Nous profitons du salon du refuge pour nous reposer et passer la fin de journée au chaud avec une bière locale. Le bulletin météo est affiché à l’accueil du refuge. Il est prévu un ciel voilé pour demain, suivi d’une grande journée ensoleillée, avant l’arrivée de précipitations. Nous établissons nos prochaines étapes en fonction de cela. Nous prévoyons de rejoindre dès demain le refuge Spiterstulen en une étape, au lieu d’une et demie, afin d’avoir une belle fenêtre météo pour l’ascension du Galdhøpiggen le jour suivant. Nous terminons la soirée au bord du lac, où nous avons installé notre tente.


Jour 6 : Refuge Gjendebu – Refuge Spiterstulen
7h45 | 27,1km | +760/-625m

Réveil matinal pour cette longue étape annoncée à 9 heures de marche. Nous repesons nos sacs à dos avant de partir, ils sont un peu plus lourds que la dernière fois, environ 12 et 14 kg. Mais nous sommes en meilleure forme qu’il y a 5 jours.

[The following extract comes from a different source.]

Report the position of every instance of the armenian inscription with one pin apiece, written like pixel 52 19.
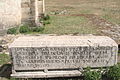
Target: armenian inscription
pixel 64 57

Nous commençons par remonter la vallée verdoyante Storådalen le long de sa rivière. Nous gagnons ensuite la vallée suspendue Urdadalen. Comme hier, le ciel est bas, coloré et plonge cette étroite vallée dans une ambiance ténébreuse et mystique. Nous marchons dans un environnement minéral agrémenté de lacs et de glaciers. A deux reprises, nous entendons des pierres tomber dans des éboulis qui nous surplombent, mais nous ne voyons rien. Seule la présence des traces de sabots au bord d’un lac nous laisse supposer qu’un renne ou un élan se trouve dans le secteur.

Paysage grisé

Par la suite, nous gagnons la grande et large vallée Visdalen, l’une des vallées principales du massif. Plus verte, elle est à cette heure de la journée, mise en valeur par une très belle lumière. Après plusieurs kilomètres et avoir empruntés quelques passerelles, nous arrivons au refuge Spiterstulen.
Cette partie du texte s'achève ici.